You may use these HTML tags and attributes: <a href="" title=""> <abbr title=""> <acronym title=""> <b> <blockquote cite=""> <cite> <code> <del datetime=""> <em> <i> <q cite=""> <strike> <strong>

Discussion
  1. This is the best processor in the market, with its hyper threading technology allows each processor to run simultaneously making a dual-core processor run like a quad-core. the best in gaming and in business, with no hassle free uprgades. this is the best way to spend you're money with. with a 3.3GHz CPU speed its definitely the best.

    www.techyv.com/article/amd-phenom-ii-x2-560-black-editions-compared-intel-core-cpus
    hokiealumnus
    Well...benchmark scores are measured in the thousands typically. Games are measured in the dozens, if that. It's harder to increase one FPS than it is 100 points. FWIW.
    That's why I always try to look at them in terms of percent increase/decrease between scores. It keeps me more focused on what is actually happening rather than getting stuck in that numbers game. "Oh, look, those settings gave me 100 points more than those other settings!"

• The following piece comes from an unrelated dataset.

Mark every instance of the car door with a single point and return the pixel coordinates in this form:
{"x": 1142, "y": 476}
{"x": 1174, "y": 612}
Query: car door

    (Yeah, 100 out of 20,000 - big deal. There's more error in the test than that! :rolleyes: )
    Max0r
    Yea, nothing like getting nice benchmark score increases, then opening up your games and getting the same FPS :rock:


    Well...benchmark scores are measured in the thousands typically. Games are measured in the dozens, if that. It's harder to increase one FPS than it is 100 points. FWIW.
    ScrewySqrl
    I've alreays been of the opinion that there are lies, damn lies, statistics, and THEN benchmarks.

    :D :D :D


    Yea, nothing like getting nice benchmark score increases, then opening up your games and getting the same FPS :rock:
    I just built my new rig around this chip.

    I bought the AMD 560 on PR sale @ Fry's for $80! I popped it into my new ASUS CROSSHAIR IV Formula mobo($195)and it unlock a 3rd core, so I have an x3 B60 CPU core. What's great about my piece of silicon is, I've have it at 4.2Ghz @1.40v. Yes, 4.2Ghz @ 1.4 volts running Sandra Lite & Prime 95 no problems for 2 hours (temps 42-45c)!

    I must be really selfish, because I wanted the 4th core to unlock, but now, I realize it's more important to have a solid chip that overclocks higher and at lower voltages. I currently have a Zalman copper 9700 which is an okay average cooler, got it brand new for $20 mounted with IC 7 Carat paste. When I get my Lian Li B71 rig($150) complete with additional/better cooling fans and a good CPU cooler, I'll run my OC tests.

    I say the deal/value with this AMD Phenom II x2 560 BE is EXCELLENT... would of been OUSTANDING if the 4th core unlock. I know I'll be able to run this 560 running 4.5Ghz in the future.